Dans les débris de l’ancienne capitale de Daech en Irak, ce dimanche 7 mars 2021, un homme en blanc se recueille en silence. Sept ans auparavant, dans cette même ville de Mossoul, Abou Bakr al-Baghdadi avait proclamé le retour du califat, déclenchant une nouvelle ère furieuse de haine et de violences allant bien au-delà du Moyen-Orient.  Au milieu de la place en ruine où la foule s’est massée, une croix faite du bois d’une église détruite est debout. À ses côtés, le pape François. À 84 ans, le pontife argentin n’a pas reculé devant les mauvais signaux sécuritaires. Un mois plus tôt, Bagdad avait pourtant été frappé par un attentat suicide. Et trois semaines auparavant, des roquettes étaient tombées dans la région d’Erbil, à l’est de Mossoul. Mais le chef de l’Église catholique n’entendait pas revivre la déception de son prédécesseur, Jean Paul II qui avait dû renoncer à contre-cœur à son voyage irakien ; un déplacement historique qui aurait dû inaugurer le grand jubilé de l’an 2000 sur la terre d’Abraham, le père des croyants.

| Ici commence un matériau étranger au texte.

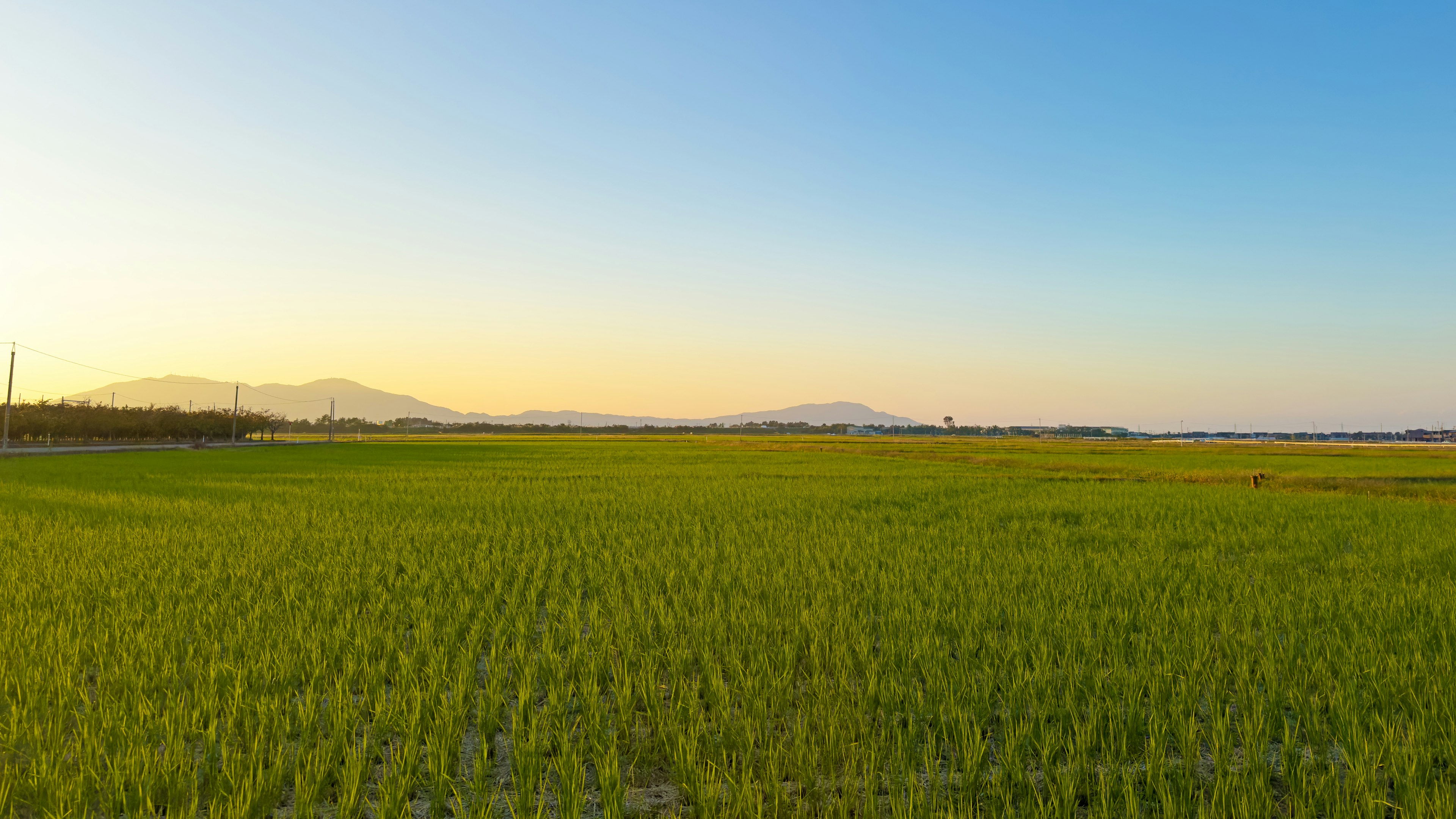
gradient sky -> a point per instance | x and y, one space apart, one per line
1081 213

Pour cette terre dévastée depuis l’invasion américaine de 2003, pour ce peuple irakien traumatisé et ce million de chrétiens exilés, le pape tient coûte que coûte à réaliser son voyage de compassion. "Comme il est cruel que ce pays, berceau de civilisations, ait été frappé par une tempête aussi inhumaine, avec d’antiques lieux de culte détruits et des milliers et des milliers de personnes – musulmanes, chrétiennes, les yézidis, qui ont été anéantis cruellement par le terrorisme", s’indigne le Pape ce matin-là à Mossoul. "Aujourd’hui, malgré tout, nous réaffirmons notre conviction que la fraternité est plus forte que le fratricide. [...] Elle ne pourra être étouffée dans le sang versé par ceux qui pervertissent le nom de Dieu en parcourant des chemins de destruction", ajoute celui qui, cinq mois plus tôt, signait son encyclique Fratelli tutti (Tous frères), sur le tombeau de François d’Assise

Après Mossoul, le Pape survole en hélicoptère la plaine de Ninive, cette terre fertile qui a vu fuir plus de 100.000 chrétiens avec l’invasion soudaine de Daech durant l’été 2014. À Qaraqosh, ville martyre où la cathédrale syriaque catholique a servi de stand de tir aux islamistes, le pape est accueilli comme un messie. "J’ai attendu avec impatience ce moment", confie François qui avait suivi de près le calvaire des habitants obligés d'abandonner leur maison dans la fournaise de l’été. À ces hommes et ces femmes qui ont tous fait l’expérience de l’exode, le pape propose de "restaurer non seulement les édifices, mais aussi d’abord les liens qui unissent les communautés". Et de les encourager à pardonner. Plus tard, dans le stade d’Erbil, capitale du Kurdistan irakien, le Pape les met en garde contre la "tentation de chercher à se venger". 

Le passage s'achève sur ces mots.